Come farsi riconoscere come persona
Steven Pinker, nel suo libro Il senso dello stile, spiega che la scrittura efficace non è questione di regole rigide, ma di ascolto, di imitazione e di studio dei testi che ci piacciono: smontarli, capire come sono fatti, e poi provare a ricostruirli con la nostra voce. È un po’ come imparare a cucinare guardando chi lo fa con passione.

Pensa a quella volta che hai letto qualcosa che ti ha colpito davvero. Magari era un articolo, un romanzo, o anche solo un post sui social. Ti sei mai chiesto perché proprio quelle parole ti sono rimaste impresse? Probabilmente dietro c’era qualcuno che aveva il coraggio di essere sé stesso sulla pagina, che non aveva paura di mostrare i propri pensieri senza filtri eccessivi.
Anna Maria Testa parla del nostro “scrittore interiore”: quella parte di noi che sa trovare il tono giusto, il ritmo, la musicalità delle frasi. È quella voce che usiamo quando parliamo con passione di qualcosa che ci sta a cuore, quando non pensiamo a come dovremmo dire le cose ma semplicemente le diciamo.

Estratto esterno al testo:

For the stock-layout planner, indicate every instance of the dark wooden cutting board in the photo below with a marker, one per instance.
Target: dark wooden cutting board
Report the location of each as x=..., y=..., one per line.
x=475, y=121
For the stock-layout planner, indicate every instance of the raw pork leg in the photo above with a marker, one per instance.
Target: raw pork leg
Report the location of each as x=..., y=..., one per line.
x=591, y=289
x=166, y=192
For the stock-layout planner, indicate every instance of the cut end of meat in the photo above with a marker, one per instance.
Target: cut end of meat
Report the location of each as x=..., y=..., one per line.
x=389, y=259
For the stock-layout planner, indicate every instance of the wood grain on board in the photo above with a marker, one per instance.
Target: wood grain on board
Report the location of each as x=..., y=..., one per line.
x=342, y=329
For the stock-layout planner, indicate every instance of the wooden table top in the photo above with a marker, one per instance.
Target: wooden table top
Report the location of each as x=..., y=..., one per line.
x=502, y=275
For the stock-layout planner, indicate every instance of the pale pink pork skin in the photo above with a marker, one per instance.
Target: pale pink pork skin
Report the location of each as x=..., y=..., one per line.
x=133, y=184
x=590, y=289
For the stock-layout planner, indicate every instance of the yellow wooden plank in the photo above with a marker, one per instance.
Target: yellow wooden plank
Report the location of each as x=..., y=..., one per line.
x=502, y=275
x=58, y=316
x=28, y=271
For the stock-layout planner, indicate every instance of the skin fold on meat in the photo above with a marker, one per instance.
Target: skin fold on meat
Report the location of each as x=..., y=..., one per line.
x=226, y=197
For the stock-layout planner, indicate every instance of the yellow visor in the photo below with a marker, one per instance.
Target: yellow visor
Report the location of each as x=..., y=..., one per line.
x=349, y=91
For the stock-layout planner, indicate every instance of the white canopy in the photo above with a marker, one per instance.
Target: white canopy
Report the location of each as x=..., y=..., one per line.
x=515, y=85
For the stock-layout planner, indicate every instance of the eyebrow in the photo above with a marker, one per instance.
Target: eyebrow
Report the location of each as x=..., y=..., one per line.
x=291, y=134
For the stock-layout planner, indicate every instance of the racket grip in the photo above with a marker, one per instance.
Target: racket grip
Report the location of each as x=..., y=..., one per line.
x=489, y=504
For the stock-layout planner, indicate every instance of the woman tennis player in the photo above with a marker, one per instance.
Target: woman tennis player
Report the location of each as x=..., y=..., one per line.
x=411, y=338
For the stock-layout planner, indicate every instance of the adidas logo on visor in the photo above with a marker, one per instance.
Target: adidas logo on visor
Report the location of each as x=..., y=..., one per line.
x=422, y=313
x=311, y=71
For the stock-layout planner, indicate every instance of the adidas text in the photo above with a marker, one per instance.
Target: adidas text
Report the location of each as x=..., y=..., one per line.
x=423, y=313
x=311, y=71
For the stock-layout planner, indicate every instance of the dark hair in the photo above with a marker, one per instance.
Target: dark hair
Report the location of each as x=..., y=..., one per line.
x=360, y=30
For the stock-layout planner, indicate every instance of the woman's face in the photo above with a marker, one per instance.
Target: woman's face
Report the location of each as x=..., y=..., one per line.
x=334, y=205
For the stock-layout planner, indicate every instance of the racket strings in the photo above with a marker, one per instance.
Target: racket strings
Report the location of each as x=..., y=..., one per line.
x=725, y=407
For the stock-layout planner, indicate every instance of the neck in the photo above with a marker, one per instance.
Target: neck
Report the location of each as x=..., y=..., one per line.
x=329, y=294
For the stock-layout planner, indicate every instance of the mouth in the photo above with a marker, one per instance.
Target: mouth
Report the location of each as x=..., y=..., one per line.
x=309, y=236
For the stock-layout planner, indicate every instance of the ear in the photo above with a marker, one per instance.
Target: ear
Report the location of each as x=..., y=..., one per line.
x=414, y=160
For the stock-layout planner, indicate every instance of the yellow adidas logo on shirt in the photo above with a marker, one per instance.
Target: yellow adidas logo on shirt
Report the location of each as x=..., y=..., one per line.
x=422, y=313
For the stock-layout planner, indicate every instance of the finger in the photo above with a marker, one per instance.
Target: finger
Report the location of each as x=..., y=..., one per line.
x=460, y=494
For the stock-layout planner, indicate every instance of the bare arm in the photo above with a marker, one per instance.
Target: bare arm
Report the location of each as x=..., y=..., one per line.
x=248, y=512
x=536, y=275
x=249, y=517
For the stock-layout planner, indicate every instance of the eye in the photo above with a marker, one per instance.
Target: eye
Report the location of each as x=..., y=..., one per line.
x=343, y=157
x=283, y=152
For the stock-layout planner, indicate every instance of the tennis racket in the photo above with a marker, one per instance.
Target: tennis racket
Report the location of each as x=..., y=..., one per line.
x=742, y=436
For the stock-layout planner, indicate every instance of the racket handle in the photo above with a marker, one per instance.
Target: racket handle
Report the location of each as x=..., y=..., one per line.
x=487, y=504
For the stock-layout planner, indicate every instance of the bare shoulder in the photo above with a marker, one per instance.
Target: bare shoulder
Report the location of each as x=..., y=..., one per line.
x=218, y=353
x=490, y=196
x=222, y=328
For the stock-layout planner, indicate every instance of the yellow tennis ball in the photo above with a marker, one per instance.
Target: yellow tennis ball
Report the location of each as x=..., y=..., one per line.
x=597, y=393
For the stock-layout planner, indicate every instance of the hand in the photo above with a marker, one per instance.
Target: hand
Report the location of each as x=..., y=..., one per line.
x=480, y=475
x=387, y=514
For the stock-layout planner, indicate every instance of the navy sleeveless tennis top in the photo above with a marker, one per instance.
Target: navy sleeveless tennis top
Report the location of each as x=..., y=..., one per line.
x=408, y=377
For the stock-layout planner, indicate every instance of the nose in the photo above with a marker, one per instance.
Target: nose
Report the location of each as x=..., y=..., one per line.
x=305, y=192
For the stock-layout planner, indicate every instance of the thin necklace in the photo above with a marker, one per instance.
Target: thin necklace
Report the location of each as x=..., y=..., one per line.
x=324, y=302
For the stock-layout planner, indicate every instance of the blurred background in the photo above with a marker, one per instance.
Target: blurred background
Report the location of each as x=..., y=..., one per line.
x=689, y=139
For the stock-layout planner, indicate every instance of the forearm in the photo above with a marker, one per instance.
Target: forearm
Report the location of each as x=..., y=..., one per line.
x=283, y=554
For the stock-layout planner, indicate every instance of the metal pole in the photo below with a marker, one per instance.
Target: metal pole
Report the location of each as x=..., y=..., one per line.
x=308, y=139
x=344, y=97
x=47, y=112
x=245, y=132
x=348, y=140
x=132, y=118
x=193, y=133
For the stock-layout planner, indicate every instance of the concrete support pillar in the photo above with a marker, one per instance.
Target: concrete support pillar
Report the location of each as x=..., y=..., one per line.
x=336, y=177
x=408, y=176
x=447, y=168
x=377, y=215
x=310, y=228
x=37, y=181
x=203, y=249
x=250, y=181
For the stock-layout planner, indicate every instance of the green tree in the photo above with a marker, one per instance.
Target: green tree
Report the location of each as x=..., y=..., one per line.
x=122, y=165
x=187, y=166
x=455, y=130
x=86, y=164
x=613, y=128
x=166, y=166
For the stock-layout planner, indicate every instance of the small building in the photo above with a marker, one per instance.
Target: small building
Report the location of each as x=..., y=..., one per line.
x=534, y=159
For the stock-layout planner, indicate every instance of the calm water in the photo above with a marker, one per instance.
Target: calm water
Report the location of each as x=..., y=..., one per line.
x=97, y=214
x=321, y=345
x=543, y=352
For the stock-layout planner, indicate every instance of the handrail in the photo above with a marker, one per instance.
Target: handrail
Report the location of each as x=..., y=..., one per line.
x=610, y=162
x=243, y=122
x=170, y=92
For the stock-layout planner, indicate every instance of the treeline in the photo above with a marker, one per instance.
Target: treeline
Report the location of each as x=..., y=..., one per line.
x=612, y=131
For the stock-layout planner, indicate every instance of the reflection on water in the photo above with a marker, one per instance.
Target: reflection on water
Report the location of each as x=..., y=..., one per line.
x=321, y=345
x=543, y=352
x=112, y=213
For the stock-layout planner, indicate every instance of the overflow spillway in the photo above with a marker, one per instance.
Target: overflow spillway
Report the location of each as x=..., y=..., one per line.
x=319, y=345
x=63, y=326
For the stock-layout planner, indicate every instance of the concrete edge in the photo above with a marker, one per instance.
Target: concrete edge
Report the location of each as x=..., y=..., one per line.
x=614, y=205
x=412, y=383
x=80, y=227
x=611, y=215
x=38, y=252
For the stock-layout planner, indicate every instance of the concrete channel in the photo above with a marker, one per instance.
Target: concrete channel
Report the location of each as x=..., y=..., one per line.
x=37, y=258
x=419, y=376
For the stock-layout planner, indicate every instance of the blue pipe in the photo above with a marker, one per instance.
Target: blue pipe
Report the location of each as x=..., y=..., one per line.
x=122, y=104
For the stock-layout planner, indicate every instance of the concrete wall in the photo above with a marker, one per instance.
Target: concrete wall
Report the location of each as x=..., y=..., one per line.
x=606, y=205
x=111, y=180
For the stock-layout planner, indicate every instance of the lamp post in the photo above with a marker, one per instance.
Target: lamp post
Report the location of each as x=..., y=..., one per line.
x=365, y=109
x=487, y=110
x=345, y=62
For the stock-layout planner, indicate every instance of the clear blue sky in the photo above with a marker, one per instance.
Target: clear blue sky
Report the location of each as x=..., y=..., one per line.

La forza nascosta del ritmo e dell’imperfezione
Ogni frase ha un suo respiro, una sua cadenza. I periodi troppo lunghi affaticano chi legge, quelli troppo corti spezzano il flusso del pensiero. La punteggiatura diventa uno strumento musicale: le virgole sono pause brevi, i punti e virgola momenti di sospensione, i punti fermi respiri più profondi. E poi ci sono le ripetizioni, che non sempre sono errori da evitare. A volte ripetere una parola, un concetto, un suono, crea quella risonanza che fa rimanere il testo nella memoria.
Quasi ironico a dirsi, ma è proprio la perfezione che può rendere un testo poco autentico. Sono quelle piccole imperfezioni che danno carattere: una digressione inattesa, una frase che sembra messa lì per caso, oppure un dettaglio che non c’entra molto ma che aggiunge colore e vita al racconto. Immagina di sentire qualcuno parlare di ciò che ama davvero: non segue un copione rigido, si perde nei suoi pensieri, torna indietro e aggiunge aneddoti che danno profondità alle sue parole. È questo che rende un testo vivo e umano.
Mi viene in mente quella sensazione che provi quando leggi una e-mail di un amico: riconosci subito il suo modo di scrivere, le sue espressioni, persino i suoi errori di battitura ricorrenti. Ecco, quello è esattamente il tipo di riconoscibilità che dovremmo cercare nei nostri testi.
Un consiglio pratico per trovare la propria voce
Per rendere davvero naturale un testo, prova a leggerlo ad alta voce. Dovrebbe sembrare ad una chiacchierata, sei sulla strada giusta. Se ti accorgi che qualcosa suona troppo rigido o artificioso, riscrivilo come lo diresti a un amico. E, perché no, aggiungi un aneddoto, una battuta, una riflessione personale. Ricorda che dietro ogni testo c’è sempre una persona, e quella persona sei tu.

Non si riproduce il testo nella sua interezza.